Abstract

With the growth of Internet of Things (IoT), it is essential to devise mitigation techniques to curb related attacks to prevent losses and network disruptions. One popular method of achieving this is with the use of intrusion detection systems (IDSs) that incorporate machine learning (ML) techniques to automatically detect attacks and anomalies. The main purpose of this study was to compare attacks within the same layer (e.g. network layer) or across two different layers (e.g. network and application layers) in order to determine features that are common or unique to each attack and to further determine if attacks belonging to different layers have distinguishing features. To achieve this outcome, the Edge-IIoT dataset was taken into consideration, a recent IoT-related dataset with a varied collection of attack signatures collected using IoT and IIoT (Industrial IoT) sensors. This study mainly focuses on home IoT networks and therefore network traffic flows primarily from five sensors that can be commonly found in a home IoT network were selected from the Edge-IIoT dataset for the ML processes.
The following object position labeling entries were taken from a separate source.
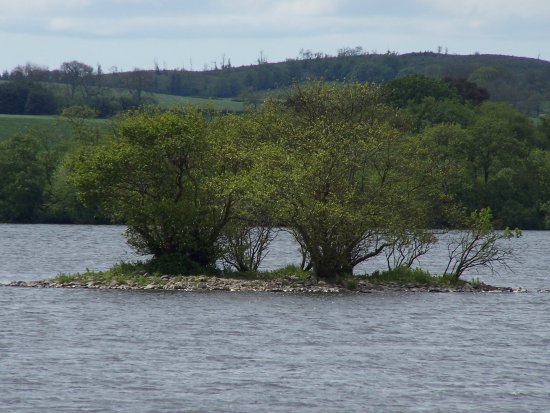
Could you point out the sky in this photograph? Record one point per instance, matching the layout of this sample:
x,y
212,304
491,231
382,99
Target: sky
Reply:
x,y
198,34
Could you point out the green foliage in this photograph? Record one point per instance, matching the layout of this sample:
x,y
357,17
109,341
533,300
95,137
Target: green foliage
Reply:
x,y
340,173
478,246
168,178
407,275
23,177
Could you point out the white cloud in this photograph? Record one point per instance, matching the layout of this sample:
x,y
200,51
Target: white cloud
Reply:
x,y
492,9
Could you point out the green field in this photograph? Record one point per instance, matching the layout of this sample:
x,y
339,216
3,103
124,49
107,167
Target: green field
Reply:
x,y
168,101
11,125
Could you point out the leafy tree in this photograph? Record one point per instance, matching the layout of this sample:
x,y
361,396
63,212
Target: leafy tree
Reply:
x,y
22,179
404,91
77,74
479,246
341,174
166,177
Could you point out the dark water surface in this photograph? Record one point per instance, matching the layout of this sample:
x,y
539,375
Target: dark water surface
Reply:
x,y
147,351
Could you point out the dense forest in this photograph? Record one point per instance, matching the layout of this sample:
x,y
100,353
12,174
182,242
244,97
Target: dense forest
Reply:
x,y
522,82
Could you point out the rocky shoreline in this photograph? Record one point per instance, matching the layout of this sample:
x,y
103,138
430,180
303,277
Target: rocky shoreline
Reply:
x,y
284,285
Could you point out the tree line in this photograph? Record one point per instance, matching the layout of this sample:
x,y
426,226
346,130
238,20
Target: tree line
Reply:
x,y
351,170
34,90
525,83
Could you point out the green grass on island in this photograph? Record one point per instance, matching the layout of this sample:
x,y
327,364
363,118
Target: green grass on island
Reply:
x,y
142,274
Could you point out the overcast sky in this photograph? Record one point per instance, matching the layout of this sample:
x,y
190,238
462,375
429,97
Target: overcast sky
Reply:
x,y
190,34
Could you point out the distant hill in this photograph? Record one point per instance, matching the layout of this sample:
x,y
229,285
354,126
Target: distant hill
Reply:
x,y
524,82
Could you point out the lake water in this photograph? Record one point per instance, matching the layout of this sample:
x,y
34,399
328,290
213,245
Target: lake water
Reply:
x,y
67,350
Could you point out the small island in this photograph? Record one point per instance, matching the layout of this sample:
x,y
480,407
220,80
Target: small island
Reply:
x,y
287,280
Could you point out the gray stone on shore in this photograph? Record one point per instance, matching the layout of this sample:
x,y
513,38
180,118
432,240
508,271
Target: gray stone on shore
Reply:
x,y
285,285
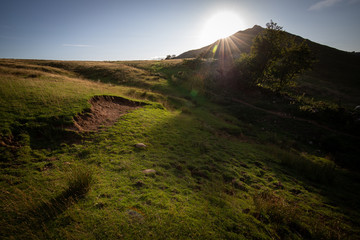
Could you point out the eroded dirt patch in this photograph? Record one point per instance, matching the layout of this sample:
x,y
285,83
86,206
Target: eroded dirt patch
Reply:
x,y
104,111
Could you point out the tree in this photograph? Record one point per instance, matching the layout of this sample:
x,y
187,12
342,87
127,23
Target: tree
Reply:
x,y
275,59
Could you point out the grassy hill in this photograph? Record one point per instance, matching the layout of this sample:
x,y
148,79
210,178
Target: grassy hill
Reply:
x,y
335,73
211,167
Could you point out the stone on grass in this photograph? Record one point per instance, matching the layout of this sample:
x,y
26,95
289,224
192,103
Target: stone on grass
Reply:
x,y
140,145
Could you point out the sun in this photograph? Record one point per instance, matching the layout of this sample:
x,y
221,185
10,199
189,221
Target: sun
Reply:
x,y
220,25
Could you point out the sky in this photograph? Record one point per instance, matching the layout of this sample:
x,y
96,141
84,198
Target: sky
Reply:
x,y
149,29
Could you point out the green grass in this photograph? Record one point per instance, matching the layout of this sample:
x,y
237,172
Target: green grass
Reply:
x,y
219,175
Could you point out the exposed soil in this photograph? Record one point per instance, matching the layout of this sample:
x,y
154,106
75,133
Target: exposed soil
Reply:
x,y
104,111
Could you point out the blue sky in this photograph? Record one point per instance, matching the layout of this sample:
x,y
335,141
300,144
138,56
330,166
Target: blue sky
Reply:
x,y
130,30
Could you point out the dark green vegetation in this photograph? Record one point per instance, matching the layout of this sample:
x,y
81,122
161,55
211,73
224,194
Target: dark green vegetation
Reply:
x,y
275,59
228,164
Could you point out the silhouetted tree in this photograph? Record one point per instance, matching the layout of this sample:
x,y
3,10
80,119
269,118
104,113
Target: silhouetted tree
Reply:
x,y
275,59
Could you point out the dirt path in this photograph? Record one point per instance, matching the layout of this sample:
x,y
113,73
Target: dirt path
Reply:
x,y
104,111
283,115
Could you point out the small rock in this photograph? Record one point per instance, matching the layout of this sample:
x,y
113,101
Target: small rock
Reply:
x,y
246,210
140,145
258,164
135,215
243,165
295,191
279,185
48,166
99,205
239,185
149,171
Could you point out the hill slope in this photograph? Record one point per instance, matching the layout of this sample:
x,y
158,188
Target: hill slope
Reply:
x,y
333,70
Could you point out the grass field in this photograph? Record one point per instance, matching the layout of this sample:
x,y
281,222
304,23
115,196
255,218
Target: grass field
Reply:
x,y
211,168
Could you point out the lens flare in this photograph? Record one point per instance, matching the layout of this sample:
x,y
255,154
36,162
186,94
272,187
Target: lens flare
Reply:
x,y
220,25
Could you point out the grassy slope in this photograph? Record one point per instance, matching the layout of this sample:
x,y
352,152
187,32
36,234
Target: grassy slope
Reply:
x,y
219,174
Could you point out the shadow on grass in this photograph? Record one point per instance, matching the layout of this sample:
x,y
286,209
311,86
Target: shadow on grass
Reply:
x,y
25,216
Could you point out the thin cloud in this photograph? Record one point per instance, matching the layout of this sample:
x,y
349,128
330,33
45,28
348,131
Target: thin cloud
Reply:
x,y
323,4
76,45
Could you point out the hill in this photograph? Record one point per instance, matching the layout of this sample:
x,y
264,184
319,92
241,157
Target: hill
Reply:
x,y
333,70
141,150
234,45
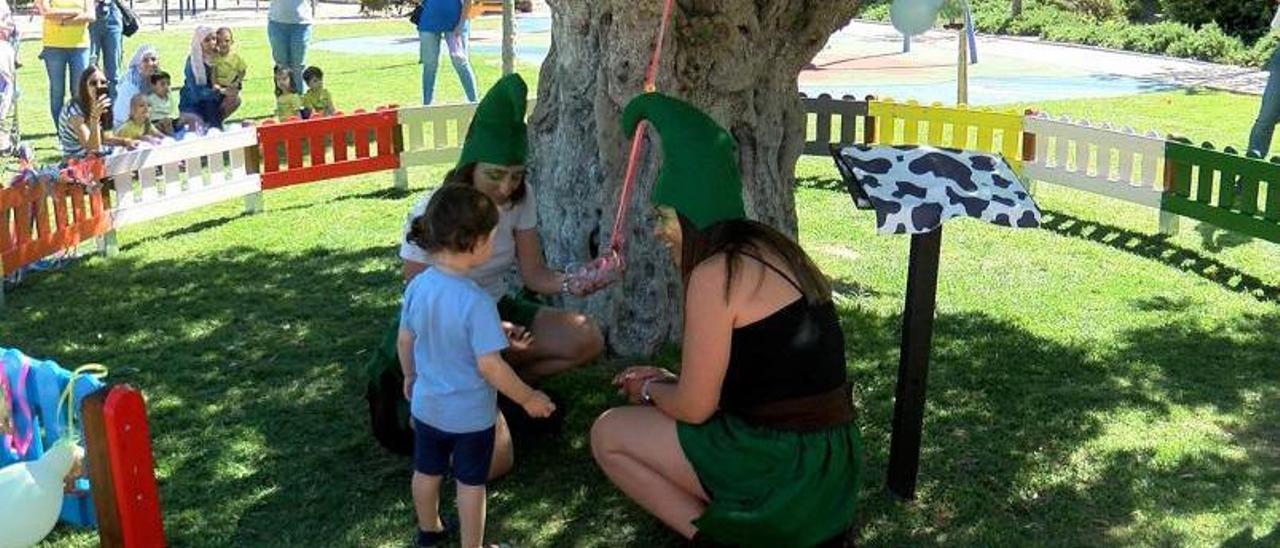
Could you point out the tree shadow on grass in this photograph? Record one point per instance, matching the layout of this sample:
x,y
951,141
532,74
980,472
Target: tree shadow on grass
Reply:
x,y
252,364
1160,249
1010,452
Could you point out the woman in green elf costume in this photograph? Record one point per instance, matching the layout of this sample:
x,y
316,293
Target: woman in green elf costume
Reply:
x,y
755,442
544,339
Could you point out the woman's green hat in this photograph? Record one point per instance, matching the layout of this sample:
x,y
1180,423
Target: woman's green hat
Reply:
x,y
699,174
498,133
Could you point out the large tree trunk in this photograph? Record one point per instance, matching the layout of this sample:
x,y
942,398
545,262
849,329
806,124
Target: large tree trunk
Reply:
x,y
736,59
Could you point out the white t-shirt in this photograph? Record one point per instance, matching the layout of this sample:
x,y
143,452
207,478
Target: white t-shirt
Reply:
x,y
492,275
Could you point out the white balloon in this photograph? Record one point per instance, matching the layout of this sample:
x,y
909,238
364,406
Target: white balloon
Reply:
x,y
914,17
31,496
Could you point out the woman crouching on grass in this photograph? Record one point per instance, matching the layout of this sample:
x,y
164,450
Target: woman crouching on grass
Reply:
x,y
754,443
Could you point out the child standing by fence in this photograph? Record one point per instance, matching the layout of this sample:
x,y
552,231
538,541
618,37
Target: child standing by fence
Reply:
x,y
161,105
448,346
316,100
228,72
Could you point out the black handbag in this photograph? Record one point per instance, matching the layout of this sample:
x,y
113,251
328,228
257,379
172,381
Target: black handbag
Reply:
x,y
128,19
416,14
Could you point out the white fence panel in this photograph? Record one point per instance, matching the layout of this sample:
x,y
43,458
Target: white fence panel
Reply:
x,y
178,176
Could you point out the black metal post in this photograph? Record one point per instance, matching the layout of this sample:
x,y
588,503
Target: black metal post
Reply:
x,y
913,366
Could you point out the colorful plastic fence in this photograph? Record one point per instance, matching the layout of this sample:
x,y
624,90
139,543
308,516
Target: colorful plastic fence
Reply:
x,y
956,127
40,219
1224,188
328,147
835,122
1178,179
186,174
433,135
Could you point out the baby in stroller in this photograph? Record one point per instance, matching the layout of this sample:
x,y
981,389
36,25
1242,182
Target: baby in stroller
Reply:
x,y
8,81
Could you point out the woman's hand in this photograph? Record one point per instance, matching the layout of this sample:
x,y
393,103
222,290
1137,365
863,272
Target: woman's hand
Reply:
x,y
517,337
539,406
631,380
99,106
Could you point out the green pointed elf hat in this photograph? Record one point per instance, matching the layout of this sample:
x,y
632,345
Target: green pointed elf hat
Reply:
x,y
498,133
699,174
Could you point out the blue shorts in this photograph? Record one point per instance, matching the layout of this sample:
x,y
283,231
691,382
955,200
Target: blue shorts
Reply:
x,y
471,452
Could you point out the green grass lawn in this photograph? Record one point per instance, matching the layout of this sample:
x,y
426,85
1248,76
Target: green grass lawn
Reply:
x,y
1092,383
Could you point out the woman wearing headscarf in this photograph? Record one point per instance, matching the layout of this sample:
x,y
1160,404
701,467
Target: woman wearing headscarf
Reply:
x,y
199,96
755,442
137,80
65,48
493,161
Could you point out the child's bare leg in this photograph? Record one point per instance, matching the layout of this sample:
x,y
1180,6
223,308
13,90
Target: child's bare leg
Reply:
x,y
191,122
426,502
471,512
231,103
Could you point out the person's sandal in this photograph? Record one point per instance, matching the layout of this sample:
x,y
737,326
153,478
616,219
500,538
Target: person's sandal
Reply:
x,y
429,539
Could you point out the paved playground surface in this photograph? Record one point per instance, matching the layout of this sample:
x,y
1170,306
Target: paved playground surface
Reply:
x,y
860,59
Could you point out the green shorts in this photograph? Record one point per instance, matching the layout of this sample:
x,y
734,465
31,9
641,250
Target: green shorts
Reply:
x,y
520,309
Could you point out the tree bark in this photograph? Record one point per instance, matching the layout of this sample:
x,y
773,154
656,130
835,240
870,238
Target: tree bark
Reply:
x,y
739,60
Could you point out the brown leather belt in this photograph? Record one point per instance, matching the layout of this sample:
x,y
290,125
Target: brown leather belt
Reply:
x,y
805,414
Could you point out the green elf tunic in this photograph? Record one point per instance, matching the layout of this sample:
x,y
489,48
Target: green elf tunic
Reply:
x,y
772,482
497,136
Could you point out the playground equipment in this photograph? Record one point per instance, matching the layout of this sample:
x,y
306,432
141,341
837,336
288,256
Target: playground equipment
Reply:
x,y
1174,178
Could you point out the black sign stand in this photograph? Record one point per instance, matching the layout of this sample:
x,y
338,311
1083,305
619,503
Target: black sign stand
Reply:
x,y
913,366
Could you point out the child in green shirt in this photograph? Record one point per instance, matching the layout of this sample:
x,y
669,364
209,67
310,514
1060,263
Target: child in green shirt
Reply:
x,y
228,71
288,103
316,100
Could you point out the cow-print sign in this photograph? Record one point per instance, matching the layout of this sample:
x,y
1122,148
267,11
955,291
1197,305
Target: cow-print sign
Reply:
x,y
915,188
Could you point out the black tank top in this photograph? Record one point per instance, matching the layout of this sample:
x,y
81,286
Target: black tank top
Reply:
x,y
794,352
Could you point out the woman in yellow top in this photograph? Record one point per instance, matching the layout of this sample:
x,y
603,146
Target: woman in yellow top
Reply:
x,y
65,53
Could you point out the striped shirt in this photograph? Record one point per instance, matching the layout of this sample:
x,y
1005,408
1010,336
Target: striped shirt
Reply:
x,y
68,136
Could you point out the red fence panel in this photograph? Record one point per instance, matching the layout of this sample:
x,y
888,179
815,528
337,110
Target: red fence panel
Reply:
x,y
327,147
122,469
39,219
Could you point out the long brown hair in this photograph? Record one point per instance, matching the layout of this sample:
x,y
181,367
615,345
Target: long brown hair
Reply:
x,y
466,174
457,218
82,88
740,237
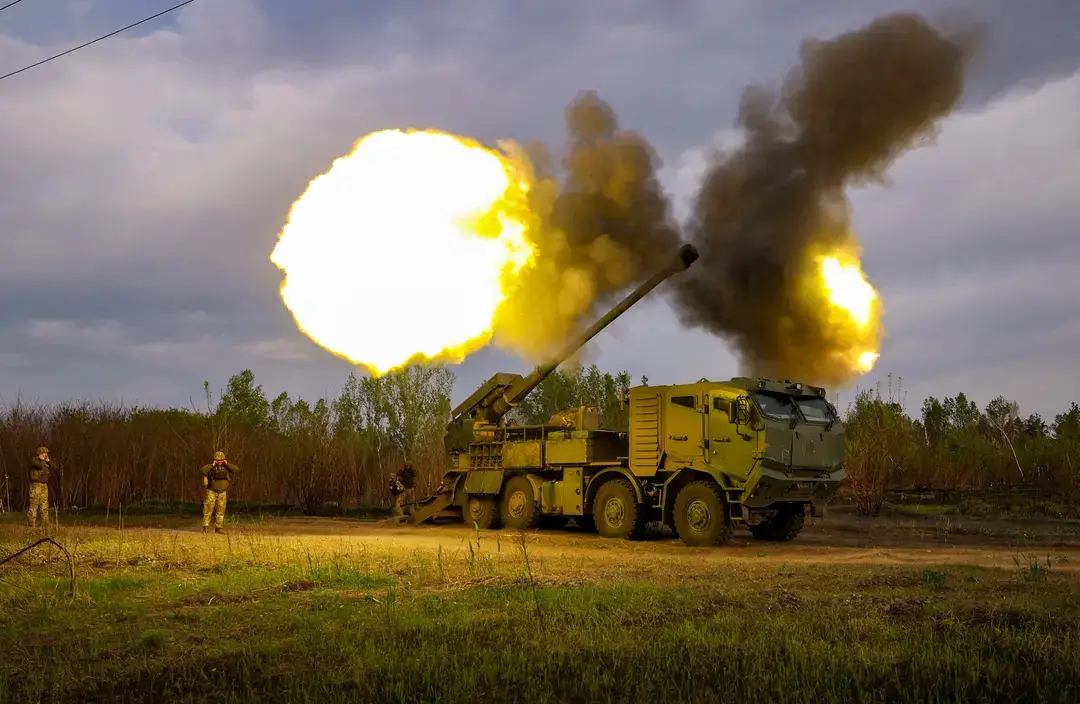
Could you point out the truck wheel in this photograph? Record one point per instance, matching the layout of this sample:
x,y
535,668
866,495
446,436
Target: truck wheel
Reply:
x,y
784,526
520,510
483,511
617,512
701,514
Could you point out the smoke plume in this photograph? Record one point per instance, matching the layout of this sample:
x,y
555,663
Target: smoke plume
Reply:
x,y
765,215
766,211
604,225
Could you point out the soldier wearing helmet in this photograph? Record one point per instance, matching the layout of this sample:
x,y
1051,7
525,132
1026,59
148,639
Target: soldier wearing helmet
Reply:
x,y
216,477
40,465
397,491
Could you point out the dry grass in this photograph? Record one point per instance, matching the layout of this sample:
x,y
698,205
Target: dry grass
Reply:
x,y
277,612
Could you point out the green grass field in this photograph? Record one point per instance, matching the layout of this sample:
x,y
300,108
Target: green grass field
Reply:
x,y
274,613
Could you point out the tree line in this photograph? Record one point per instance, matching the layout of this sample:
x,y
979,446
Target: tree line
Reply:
x,y
336,454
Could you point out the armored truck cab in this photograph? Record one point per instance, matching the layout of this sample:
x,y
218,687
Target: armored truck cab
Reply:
x,y
699,458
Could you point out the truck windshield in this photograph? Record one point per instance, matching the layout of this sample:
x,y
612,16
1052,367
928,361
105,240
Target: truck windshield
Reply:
x,y
774,405
815,409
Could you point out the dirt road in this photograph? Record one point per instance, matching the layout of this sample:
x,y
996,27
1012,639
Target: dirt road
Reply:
x,y
837,541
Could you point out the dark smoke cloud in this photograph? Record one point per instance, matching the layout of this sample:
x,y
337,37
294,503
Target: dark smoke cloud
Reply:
x,y
765,214
768,208
605,225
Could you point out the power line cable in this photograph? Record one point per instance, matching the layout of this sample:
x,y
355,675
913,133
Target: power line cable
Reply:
x,y
94,41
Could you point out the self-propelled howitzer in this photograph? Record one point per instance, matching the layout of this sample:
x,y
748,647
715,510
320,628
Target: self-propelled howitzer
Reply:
x,y
500,394
487,407
699,457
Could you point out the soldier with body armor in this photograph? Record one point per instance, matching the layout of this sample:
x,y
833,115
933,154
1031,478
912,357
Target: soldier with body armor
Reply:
x,y
216,477
40,465
397,491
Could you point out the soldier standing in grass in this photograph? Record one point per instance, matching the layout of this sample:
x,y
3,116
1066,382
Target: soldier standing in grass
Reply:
x,y
216,478
397,491
40,464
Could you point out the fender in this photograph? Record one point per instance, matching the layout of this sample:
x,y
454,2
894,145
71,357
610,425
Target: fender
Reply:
x,y
599,477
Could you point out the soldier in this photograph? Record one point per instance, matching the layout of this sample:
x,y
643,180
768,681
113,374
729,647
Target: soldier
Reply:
x,y
216,478
397,491
40,464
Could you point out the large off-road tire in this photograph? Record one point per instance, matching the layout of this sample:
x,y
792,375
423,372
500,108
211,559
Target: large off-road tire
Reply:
x,y
518,504
617,512
702,515
784,526
483,511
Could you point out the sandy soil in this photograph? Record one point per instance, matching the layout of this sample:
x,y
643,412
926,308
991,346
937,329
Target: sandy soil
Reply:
x,y
838,541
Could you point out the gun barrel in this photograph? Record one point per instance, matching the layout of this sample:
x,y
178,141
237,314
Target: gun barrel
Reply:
x,y
686,256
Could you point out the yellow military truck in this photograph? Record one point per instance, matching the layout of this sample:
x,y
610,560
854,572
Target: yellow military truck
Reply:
x,y
700,458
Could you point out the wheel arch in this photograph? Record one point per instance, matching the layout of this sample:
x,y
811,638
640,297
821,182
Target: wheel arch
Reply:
x,y
606,475
683,477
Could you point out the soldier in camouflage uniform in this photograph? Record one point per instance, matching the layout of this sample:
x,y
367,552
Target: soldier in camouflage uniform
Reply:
x,y
216,478
40,464
397,491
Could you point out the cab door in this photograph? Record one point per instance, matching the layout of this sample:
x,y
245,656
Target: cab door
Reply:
x,y
684,428
728,450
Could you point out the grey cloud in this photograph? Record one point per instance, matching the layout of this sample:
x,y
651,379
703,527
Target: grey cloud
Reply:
x,y
145,179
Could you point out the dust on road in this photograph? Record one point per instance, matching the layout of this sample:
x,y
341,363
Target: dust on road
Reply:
x,y
837,541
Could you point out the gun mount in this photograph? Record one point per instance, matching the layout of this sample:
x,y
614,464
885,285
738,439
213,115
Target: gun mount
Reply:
x,y
497,396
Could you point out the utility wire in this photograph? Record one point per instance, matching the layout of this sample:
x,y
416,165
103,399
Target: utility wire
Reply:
x,y
94,41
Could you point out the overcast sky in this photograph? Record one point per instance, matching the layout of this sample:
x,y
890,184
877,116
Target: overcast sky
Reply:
x,y
144,179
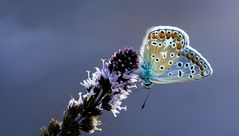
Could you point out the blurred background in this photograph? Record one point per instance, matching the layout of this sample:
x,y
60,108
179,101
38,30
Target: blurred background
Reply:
x,y
46,47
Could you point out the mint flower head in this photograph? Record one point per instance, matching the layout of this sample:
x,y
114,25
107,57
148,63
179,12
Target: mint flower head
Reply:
x,y
106,89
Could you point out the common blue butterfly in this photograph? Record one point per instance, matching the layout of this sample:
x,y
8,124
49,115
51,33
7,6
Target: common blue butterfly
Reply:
x,y
167,57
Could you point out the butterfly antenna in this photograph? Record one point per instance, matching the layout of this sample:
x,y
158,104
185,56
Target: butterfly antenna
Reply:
x,y
143,105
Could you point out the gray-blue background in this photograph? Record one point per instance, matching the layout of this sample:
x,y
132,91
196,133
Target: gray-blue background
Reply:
x,y
46,47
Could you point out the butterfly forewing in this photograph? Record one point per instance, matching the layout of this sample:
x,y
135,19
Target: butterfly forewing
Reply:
x,y
162,48
190,66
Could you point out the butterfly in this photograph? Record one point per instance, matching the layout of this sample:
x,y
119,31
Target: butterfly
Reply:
x,y
167,57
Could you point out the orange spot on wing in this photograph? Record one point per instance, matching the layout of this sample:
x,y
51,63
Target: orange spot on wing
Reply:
x,y
162,35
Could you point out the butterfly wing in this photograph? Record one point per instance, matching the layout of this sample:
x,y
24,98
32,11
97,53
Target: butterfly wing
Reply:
x,y
190,66
162,47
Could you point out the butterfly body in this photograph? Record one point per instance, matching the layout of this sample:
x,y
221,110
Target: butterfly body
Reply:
x,y
168,58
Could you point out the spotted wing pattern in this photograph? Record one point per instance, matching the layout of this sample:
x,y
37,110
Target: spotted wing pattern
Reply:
x,y
190,66
162,48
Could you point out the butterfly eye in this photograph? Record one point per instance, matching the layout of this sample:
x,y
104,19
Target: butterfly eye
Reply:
x,y
186,51
170,62
191,67
157,60
197,58
154,43
179,64
170,74
180,73
180,35
190,76
175,32
186,65
182,41
192,71
161,67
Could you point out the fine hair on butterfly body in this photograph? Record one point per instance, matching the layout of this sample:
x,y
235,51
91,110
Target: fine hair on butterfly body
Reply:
x,y
167,58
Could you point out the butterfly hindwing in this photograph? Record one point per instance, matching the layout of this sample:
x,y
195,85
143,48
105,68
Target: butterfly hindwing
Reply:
x,y
191,66
162,47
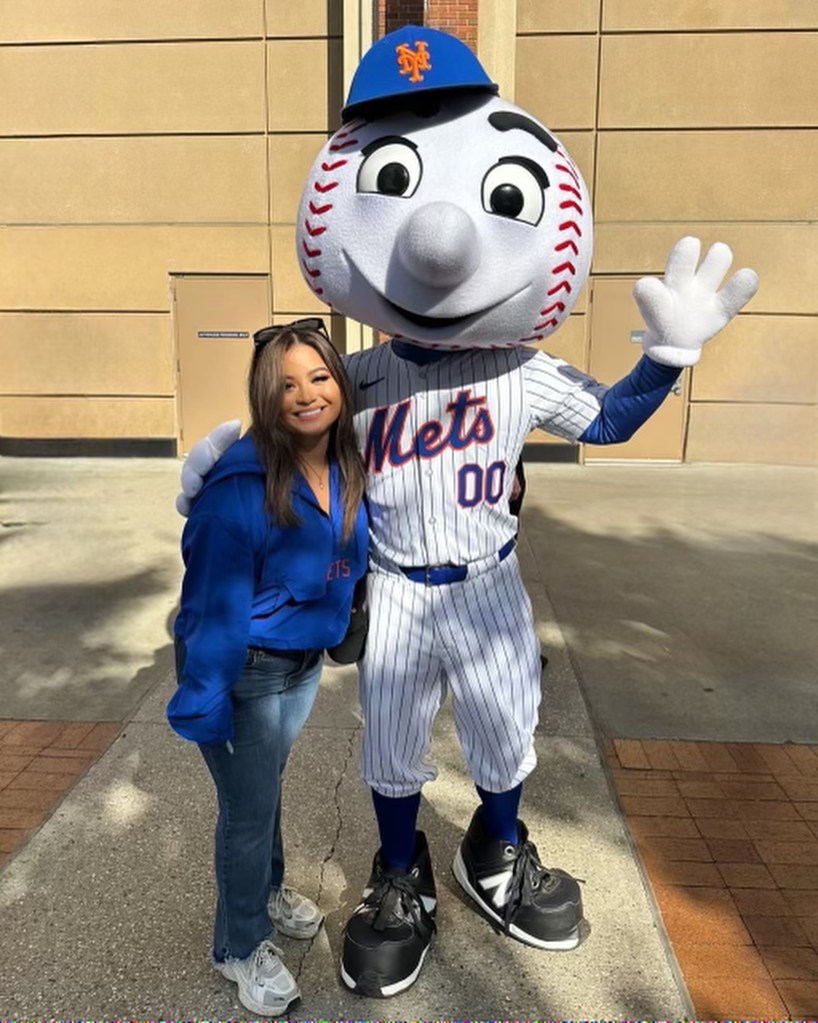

For the scope of this study, transmission control protocol (TCP) and user datagram protocol (UDP) distributed denial of service (DDoS) attacks were selected as the network layer attacks, while structured query language (SQL) injection and cross-site scripting (XSS) attacks were selected as the application layer attacks. The study identified three features as unique to application layer attacks, four to the XSS attack only, and three to the UDP DDoS attack only. This study also showed that the Edge-IIoT dataset can be reduced to 20 features for optimal ML results (Naïve Bayes [NB] improved to 89.2%, J48 to 94.7% and k-nearest neighbour [k-NN] to 91.7%) using the gain ratio feature selection technique.